Strapping on packs on the second morning was always a bit of a shock. The bruised shoulders and hips from the climb to Seville made themselves known. As would be my custom, I gathered all food and redistributed it evenly among the group, much to the chagrin of the kids who had carried the Monday meals, as they thought that their job was done. It is hard to leave Seville Lake without at least one glance over the shoulder, but the trail out is slightly downhill for a few miles which, combined with some altitude acclimation, allowed for easy hiking through Lodgepole, Jeffrey, and Ponderosa pine with patches of red and white fir huddled in clumps along the path. In the summer, this is great bear country, but late in the year they seem to follow the tourists into the canyon. At Comanche Meadow the Quaking Aspen starts and with the short fall days the leaves would have turned yellow and orange. Hiking in Quaking Aspen gives one the feeling of the dance of all things. Walking is almost dizzying and when one stops the surroundings continue to move. Of all the flora of the Sierras, none is so delightful a companion as the aspen. In a few days, when the trail up Avalanche Pass is the most tiresome, it will be the Aspen which lift your spirits, as the breeze moves up the pass.

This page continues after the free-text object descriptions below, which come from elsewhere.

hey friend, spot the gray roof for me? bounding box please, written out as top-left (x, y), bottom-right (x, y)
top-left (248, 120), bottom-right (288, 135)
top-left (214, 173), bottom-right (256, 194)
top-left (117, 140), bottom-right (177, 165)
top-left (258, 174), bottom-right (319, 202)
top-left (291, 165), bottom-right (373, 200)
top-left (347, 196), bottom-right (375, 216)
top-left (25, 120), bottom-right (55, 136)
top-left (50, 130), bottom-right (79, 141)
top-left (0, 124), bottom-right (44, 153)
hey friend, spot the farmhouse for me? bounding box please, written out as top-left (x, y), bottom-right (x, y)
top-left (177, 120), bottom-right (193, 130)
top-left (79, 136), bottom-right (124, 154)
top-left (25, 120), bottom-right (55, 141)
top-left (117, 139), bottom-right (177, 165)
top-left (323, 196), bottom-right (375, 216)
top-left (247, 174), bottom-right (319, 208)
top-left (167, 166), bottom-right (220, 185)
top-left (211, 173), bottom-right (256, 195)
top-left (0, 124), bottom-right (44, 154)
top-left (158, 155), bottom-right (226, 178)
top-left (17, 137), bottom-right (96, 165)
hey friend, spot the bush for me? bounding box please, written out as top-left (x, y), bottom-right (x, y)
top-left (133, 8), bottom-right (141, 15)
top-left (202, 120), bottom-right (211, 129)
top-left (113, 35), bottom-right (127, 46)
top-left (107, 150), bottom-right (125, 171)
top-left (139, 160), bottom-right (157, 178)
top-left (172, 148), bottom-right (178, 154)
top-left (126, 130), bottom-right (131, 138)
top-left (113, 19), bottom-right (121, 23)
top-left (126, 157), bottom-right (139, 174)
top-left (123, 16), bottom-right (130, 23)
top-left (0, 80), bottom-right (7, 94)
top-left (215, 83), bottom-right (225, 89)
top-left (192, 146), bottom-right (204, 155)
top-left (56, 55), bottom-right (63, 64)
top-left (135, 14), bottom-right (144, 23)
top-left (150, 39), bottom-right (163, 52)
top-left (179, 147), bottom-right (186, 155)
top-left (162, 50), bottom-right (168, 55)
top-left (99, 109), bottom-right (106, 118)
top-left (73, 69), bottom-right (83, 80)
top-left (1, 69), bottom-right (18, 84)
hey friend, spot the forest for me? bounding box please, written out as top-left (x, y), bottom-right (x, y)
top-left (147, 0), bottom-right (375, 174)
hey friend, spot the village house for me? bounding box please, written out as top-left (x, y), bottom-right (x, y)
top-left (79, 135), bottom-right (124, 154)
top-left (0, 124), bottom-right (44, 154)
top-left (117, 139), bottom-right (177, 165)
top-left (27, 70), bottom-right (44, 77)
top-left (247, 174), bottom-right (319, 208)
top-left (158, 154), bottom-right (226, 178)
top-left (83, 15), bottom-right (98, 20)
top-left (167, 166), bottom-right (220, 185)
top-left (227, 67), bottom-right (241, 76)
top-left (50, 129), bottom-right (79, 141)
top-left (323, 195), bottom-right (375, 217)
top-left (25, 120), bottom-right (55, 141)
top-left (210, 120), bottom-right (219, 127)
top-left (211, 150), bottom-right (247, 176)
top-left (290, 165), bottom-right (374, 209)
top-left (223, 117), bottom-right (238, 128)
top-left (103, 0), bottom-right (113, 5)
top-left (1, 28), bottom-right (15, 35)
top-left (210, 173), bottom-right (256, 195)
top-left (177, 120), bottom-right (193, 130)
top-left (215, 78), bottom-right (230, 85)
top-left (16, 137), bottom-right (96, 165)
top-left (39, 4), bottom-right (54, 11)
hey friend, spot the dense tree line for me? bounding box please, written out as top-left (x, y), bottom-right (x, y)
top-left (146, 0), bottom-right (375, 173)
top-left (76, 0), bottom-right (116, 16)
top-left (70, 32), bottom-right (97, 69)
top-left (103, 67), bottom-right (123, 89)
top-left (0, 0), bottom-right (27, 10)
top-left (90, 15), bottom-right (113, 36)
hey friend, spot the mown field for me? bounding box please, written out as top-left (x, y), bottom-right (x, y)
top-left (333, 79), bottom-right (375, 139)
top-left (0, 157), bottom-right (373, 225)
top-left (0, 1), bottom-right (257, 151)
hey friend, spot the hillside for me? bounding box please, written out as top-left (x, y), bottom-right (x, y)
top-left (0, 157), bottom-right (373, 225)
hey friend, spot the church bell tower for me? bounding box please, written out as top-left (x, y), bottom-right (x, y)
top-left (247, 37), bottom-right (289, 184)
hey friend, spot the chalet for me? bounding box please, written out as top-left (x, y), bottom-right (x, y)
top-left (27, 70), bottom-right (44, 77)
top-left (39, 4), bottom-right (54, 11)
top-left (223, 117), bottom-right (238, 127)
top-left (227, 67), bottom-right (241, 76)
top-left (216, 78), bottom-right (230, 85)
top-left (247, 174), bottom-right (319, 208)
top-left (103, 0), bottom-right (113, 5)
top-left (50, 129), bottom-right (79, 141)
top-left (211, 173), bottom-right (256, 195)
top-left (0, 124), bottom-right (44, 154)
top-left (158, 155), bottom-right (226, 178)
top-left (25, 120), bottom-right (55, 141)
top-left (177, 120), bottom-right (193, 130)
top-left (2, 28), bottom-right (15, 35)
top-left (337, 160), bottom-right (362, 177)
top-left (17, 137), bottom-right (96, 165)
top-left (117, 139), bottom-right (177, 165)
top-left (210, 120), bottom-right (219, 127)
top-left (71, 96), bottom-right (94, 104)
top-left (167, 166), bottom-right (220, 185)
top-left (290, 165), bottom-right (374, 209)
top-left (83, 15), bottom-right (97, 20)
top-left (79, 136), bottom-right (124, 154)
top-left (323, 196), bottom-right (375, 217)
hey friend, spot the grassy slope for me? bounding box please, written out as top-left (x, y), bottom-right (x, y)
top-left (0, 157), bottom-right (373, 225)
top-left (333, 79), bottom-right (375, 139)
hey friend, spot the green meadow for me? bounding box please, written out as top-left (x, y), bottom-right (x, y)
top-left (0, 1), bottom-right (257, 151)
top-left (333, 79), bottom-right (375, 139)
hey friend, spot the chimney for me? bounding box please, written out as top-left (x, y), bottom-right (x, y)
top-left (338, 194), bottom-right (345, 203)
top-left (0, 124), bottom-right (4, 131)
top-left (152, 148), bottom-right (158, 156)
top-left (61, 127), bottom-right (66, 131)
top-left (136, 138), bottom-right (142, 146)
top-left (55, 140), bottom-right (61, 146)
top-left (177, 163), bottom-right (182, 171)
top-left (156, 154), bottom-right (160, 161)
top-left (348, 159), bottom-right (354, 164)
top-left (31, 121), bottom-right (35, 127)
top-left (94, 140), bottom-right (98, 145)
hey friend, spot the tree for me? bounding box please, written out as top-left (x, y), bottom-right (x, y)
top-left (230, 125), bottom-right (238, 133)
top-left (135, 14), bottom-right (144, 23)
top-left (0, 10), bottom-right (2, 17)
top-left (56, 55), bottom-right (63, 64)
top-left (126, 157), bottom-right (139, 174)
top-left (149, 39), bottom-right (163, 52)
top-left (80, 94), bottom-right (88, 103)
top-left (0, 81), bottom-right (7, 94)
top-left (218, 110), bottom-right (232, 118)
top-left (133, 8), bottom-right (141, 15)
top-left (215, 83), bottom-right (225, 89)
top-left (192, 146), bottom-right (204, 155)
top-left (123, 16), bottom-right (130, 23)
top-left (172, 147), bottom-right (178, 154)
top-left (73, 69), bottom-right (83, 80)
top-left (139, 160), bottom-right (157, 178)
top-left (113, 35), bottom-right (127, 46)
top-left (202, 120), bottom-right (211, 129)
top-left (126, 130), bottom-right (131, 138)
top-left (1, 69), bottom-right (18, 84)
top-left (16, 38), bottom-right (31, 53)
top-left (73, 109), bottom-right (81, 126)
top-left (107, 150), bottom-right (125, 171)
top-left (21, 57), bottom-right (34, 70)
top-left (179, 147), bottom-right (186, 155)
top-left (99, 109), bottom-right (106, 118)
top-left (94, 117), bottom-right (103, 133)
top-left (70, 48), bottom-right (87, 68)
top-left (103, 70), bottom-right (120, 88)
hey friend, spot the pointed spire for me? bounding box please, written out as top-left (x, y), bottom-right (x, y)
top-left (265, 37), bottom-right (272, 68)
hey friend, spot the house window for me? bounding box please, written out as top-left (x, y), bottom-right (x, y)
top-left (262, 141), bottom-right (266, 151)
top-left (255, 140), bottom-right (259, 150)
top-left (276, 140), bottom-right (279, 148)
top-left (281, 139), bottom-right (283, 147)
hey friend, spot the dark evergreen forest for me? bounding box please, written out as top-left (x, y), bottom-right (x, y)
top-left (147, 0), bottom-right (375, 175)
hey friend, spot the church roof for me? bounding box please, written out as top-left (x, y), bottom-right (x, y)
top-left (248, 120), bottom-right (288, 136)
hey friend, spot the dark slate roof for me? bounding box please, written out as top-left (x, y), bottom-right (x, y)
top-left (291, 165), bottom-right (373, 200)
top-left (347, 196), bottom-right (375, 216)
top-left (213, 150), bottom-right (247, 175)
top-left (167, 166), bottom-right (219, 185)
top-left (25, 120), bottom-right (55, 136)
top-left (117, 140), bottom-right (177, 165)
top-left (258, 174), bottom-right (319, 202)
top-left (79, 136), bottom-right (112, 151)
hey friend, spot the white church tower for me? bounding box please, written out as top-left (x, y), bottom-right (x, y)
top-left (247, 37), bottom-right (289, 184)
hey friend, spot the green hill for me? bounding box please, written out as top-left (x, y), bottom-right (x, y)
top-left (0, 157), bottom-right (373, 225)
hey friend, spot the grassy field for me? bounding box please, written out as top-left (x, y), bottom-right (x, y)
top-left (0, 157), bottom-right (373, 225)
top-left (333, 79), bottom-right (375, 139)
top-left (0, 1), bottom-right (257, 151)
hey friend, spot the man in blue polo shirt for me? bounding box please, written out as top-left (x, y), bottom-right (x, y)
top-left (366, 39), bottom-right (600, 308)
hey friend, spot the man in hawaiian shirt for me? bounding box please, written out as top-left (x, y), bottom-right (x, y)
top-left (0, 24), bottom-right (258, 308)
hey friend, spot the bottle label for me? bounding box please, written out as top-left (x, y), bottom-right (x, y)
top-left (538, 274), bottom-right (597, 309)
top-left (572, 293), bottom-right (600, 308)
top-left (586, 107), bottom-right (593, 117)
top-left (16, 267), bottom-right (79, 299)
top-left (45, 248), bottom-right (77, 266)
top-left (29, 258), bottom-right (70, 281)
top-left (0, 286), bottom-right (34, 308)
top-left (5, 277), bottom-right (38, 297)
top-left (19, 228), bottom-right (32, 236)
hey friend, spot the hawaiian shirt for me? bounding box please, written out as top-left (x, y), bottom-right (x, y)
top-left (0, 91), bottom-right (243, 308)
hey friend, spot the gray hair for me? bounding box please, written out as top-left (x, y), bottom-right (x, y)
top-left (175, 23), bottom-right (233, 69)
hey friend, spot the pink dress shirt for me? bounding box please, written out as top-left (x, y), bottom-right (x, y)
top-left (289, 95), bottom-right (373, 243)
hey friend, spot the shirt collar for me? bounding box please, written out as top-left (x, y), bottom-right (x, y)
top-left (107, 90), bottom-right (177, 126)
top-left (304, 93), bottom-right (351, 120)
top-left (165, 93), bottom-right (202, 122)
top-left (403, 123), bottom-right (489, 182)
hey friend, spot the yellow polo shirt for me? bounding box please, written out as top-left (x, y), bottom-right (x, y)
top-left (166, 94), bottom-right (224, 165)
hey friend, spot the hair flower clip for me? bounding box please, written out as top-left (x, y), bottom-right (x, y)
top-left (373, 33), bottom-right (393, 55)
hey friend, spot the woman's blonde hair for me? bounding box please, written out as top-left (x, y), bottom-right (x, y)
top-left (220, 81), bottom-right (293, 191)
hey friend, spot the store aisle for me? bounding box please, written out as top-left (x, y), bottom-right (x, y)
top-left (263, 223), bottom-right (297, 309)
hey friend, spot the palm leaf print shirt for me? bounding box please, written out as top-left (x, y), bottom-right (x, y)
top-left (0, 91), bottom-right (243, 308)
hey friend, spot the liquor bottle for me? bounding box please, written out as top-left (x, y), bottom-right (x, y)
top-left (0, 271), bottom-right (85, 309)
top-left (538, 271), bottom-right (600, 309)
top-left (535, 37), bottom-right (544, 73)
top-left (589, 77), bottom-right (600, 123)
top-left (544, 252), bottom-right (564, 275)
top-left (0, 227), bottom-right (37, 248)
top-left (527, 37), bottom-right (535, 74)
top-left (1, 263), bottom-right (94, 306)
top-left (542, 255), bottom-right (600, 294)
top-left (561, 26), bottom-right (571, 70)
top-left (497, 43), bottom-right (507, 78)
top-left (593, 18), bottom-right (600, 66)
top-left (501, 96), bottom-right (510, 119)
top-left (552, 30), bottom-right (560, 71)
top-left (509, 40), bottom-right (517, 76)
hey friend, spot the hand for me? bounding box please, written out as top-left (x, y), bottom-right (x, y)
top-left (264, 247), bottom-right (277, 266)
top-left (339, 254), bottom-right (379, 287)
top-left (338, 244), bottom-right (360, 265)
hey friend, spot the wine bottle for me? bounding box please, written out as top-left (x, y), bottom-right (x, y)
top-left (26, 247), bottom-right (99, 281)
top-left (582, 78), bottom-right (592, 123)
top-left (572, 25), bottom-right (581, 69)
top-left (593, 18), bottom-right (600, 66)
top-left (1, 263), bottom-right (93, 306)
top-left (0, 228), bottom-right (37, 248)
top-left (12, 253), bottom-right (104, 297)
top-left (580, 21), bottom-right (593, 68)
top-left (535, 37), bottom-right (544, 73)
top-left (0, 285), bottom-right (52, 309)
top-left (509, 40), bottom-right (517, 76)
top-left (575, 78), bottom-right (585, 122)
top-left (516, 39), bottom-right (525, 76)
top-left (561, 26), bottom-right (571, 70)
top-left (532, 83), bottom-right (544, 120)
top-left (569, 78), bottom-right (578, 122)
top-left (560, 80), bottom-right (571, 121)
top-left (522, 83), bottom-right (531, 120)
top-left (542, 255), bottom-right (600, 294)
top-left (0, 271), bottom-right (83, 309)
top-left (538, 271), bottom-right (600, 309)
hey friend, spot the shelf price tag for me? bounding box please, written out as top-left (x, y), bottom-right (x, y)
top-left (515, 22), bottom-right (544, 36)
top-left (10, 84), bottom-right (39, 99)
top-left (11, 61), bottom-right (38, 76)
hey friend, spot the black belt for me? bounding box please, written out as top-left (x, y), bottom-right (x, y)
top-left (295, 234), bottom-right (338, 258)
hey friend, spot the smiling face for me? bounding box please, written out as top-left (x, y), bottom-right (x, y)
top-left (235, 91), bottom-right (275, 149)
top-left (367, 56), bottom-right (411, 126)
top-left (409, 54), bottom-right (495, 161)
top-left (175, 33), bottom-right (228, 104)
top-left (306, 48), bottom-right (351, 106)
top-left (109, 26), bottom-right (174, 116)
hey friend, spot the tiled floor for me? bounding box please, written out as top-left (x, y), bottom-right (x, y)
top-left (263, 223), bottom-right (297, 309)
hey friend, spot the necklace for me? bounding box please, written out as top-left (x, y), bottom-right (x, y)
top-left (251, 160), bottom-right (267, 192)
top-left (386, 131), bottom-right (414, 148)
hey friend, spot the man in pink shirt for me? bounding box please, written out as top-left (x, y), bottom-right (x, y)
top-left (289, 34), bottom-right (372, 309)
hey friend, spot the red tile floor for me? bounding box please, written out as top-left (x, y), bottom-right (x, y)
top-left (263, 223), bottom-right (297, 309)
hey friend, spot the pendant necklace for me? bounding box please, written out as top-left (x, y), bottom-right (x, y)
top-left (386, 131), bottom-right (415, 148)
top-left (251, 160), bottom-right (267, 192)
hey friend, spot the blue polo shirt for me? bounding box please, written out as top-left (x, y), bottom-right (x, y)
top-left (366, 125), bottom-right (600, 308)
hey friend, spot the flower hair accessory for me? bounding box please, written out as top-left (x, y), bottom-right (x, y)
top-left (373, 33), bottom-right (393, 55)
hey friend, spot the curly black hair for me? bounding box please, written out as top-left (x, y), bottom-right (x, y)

The trail down to Sugarloaf Meadow is a sandy one, as it is frequented by horse packers, so the walking is not always pleasant, but the hiking is not challenging, with the trail rising and falling parallel to a small stream. While the Sugarloaf trail must get lots of traffic in the summer, by early October we would have it much to ourselves. The rare exception was when we once ran into two European fellows, middle aged, tanned and fit, who, besides packs, wore nothing but g-strings. There is nothing like two Germans in jockstraps to make a young person forget their blistering feet and reflect on the wonders of nature.
Sugarloaf Meadow is a long swath of grassland at the foot of a giant rock whereof it got its name. The Sugarloaf is an imposing 1,000ft spire of granite that appears placed and forgotten by some wandering god. The west end of the meadow features a nice, shady campground that we called home for a night on the early trips. As we got to know the trail, we began to lunch at Sugarloaf and push on six more miles to Roaring River, the exertion paying off in yet another layover day. Another factor was that the packers liked the camp, so the best tent sites were often littered with horse turds. On occasion, some members of the group would not be able to resist sleeping down in the meadow, only to wake covered in frost in the morning.
Unfortunately, though the trail from Sugarloaf to Roaring River camp is probably less than seven miles, it is more up and down than the morning trail. It is on this trail that I recall seeing a small, honey-colored bear cub perched about as far up a towering dead tree as one could imagine. He just sat there hugging the tree, perhaps waiting for Mom to come back. As we had a similar thought, we did not stick around to take many pictures. It was also on this section of trail that a bald eagle, in what still is my closest ever experience of one, swooped down next to the trail to check us out and then, with the smallest discernible shift in his wings, with not even a wing beat, soared away from us and was out over Kings Canyon in a matter of seconds. Just writing about it I am still in awe.